Eating smart doesn’t have to mean counting calories or avoiding the fast food lines (though this should probably be a consideration), instead, it can mean incorporating foods with major health benefits into your diet. When you eat certain foods, your performance could improve along with your overall health, while your cravings for less-healthy options decrease. It’s worth a shot, right?
People might joke about quinoa, but, it’s worth adding to your diet if you have yet to do so. As one of the most naturally protein-rich foods that exists, along with the fact that it contains all 9 essential amino acids and twice as much fiber as other grains, it truly qualifies as a “super food.”
Consider starting slow, adding quinoa to the brown rice you already eat and slowly reducing the ratio of rice to quinoa. Add a little extra virgin olive oil and garlic for added cardiovascular enrichment.
Who doesn’t love a little vinegar in the morning? Not you? Might be time to rethink that…
With numerous health benefits including: boosting heart health, increasing good cholesterol, reducing heartburn and boosting the body’s metabolism, apple cider vinegar brings a lot to the table. The best part? It doesn’t take much to make a big impact.

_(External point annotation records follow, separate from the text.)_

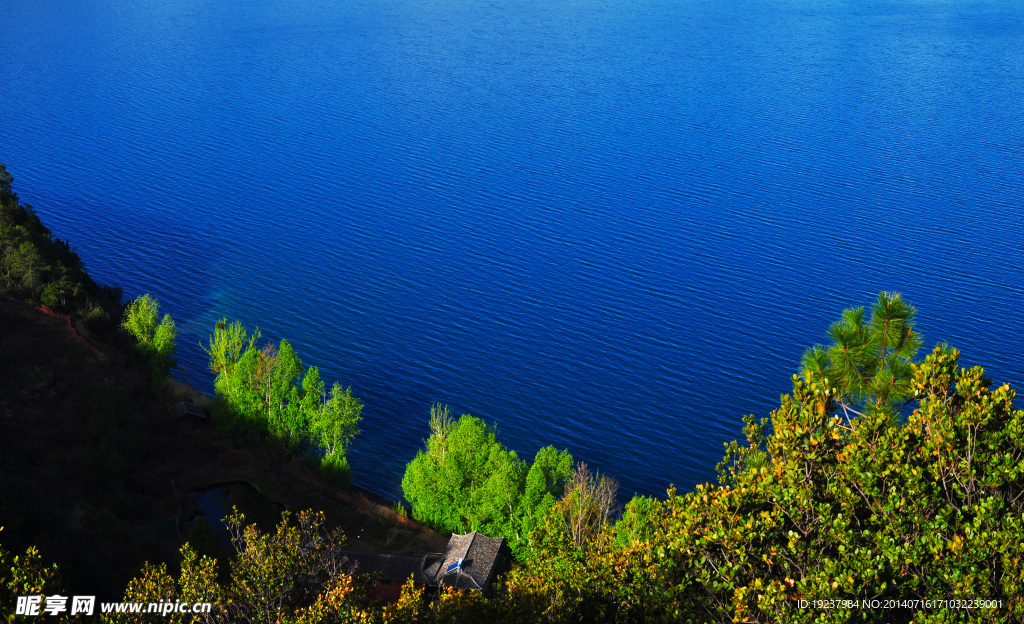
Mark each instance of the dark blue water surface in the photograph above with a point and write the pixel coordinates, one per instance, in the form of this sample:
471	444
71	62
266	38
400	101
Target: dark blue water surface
612	225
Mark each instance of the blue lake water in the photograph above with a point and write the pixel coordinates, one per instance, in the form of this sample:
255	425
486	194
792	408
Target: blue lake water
612	225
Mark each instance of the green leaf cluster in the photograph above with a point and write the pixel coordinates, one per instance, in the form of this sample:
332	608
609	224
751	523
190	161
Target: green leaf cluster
156	340
868	362
465	480
266	393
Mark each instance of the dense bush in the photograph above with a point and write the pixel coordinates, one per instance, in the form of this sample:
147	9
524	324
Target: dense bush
267	396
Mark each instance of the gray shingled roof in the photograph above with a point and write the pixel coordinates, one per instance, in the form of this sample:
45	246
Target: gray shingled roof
180	409
479	555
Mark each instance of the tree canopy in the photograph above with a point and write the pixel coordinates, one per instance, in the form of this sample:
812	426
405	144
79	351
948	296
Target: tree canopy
465	480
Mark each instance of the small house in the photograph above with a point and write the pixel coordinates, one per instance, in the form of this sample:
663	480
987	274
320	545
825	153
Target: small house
184	408
470	562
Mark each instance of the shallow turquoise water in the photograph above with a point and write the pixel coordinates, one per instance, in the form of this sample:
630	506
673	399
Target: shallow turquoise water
608	225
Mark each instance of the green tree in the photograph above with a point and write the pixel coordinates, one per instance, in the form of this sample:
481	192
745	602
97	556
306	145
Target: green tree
868	363
155	339
465	480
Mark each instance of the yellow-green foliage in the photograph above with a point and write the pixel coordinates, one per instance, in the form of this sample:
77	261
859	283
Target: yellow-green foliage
828	508
290	576
24	575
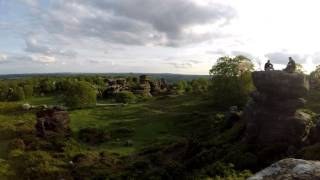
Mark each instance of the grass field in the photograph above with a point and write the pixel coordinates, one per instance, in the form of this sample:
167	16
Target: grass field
152	121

Before you buy just any ACV, look for brands that are organic and say “with the mother.” Much like Kombucha (something else to look into!), the “mother” in ACV refers to the healthy bacteria that carries all the health benefits. If the bottle is clear and not cloudy, it doesn’t contain the bacteria needed to see benefits.
To add ACV to your diet, add 1 to 2 tablespoons to a glass of warm water with a teaspoon of honey. Sip it on an empty stomach first thing in the morning for a boost throughout the day. Not that brave? Add it to a homemade salad dressing to mask the flavor even more.

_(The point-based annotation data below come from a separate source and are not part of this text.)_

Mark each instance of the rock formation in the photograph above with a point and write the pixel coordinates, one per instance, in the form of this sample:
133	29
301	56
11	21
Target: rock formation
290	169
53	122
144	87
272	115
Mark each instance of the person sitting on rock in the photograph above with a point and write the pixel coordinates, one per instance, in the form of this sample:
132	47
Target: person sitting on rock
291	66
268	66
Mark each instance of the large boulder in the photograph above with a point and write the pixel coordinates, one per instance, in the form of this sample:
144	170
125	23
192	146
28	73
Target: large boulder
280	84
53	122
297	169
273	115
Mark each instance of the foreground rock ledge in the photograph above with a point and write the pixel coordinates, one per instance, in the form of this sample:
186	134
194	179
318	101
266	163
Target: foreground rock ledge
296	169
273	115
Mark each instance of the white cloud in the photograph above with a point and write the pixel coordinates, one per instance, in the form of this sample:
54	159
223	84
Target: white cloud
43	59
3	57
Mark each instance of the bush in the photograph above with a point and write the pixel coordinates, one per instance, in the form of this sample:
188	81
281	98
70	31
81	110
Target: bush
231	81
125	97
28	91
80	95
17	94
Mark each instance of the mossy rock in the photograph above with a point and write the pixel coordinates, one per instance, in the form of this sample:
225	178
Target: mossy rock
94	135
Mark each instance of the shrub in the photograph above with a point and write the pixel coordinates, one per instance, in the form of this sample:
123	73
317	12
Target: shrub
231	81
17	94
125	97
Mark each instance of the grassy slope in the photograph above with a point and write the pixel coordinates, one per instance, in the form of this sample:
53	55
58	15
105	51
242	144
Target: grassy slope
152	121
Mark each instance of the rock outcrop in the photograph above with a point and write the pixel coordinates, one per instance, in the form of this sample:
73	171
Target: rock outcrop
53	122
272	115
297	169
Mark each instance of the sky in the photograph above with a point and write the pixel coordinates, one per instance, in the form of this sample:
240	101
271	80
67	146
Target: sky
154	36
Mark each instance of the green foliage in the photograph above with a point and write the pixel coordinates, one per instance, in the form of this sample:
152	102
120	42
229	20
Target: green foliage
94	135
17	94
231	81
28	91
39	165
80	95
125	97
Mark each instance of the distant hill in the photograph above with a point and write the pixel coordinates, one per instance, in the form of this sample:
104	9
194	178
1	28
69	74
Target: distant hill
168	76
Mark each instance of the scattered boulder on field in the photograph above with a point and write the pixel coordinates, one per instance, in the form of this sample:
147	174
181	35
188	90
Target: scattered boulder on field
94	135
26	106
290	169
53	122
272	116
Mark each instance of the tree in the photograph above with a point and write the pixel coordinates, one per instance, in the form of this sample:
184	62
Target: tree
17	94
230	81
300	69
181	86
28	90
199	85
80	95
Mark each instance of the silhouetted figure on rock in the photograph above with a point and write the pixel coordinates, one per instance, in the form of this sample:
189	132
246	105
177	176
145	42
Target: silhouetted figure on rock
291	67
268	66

Omega 3 fatty acids offer amazing health benefits that can be hard to come by, especially if your diet isn’t high in fish or avocados.
Chia seeds make it easy to get the omega 3 fatty acids your body is craving to reduce inflammation and boost your metabolism while giving you the energy you need to push for maximum performance. Additionally, they add a significant amount of antioxidants, minerals (2 tablespoons contain 18% of the daily recommended intake for calcium, 50% of manganese and 35% of phosphorus), and fiber.
The best part? These tiny seeds are easy to add to your routine! Sprinkle them in granola, on yogurt or cereal or bake them into pancakes – the options are limitless. If you’re looking for a replacement for eggs, chia seeds form a gel when mixed with water that make them an excellent option for many recipes.
Hemp…like the 90’s fashion that went out of style awhile ago? Kind of.
Hemp seeds (also referred to as hemp hearts) come from the hemp plant and fall into the nut category. Containing both omega-6 and omega-3 fatty acids, along with a higher ratio of protein – 25% – than most comparable foods, hemp seeds aid in digestion (excellent option for pre-race jitters), and serve as a healthy option for non-meat, naturally-based protein that doesn’t come from a powder.
With very little flavor, hemp seeds can be added to almost any food. Consider adding a tablespoon to your next salad or on top of grilled chicken breast, then think about adding it to your daily routine.
Your heart matters, as an athlete, it’s what allows you to push for higher levels of performance, what keeps you moving in the first place. That’s why most of the foods we’ve covered benefit the heart in big ways. Raw cacao is no different.
Cacao is the main ingredient in dark chocolate. Unlike its counterpart, cocoa powder, cacao powder is made by pressing the entire cocoa bean, maintaining the original nutrition of the bean. Cacao is known for boosting the body’s ability to pump blood efficiently and contains a high level of antioxidants.
Look for powder that can be added to protein shakes in the morning, for whole beans and even chocolatey nibs for snacking. Look for a higher percentage of cacao when comparing products – more cacao means less sugar! The flavor can take some getting used to, but, it’s worth it in the long run.
The foods above are becoming more popular, meaning they should be fairly easy to find in your local grocery store or farmers market.
Ready to get more out of your workouts? Before you focus on gathering the right gear, slapping on your sport earbuds and picking a routine, consider adding a few of the foods listed above to your shopping list. Fuel better, play harder…it’s that simple.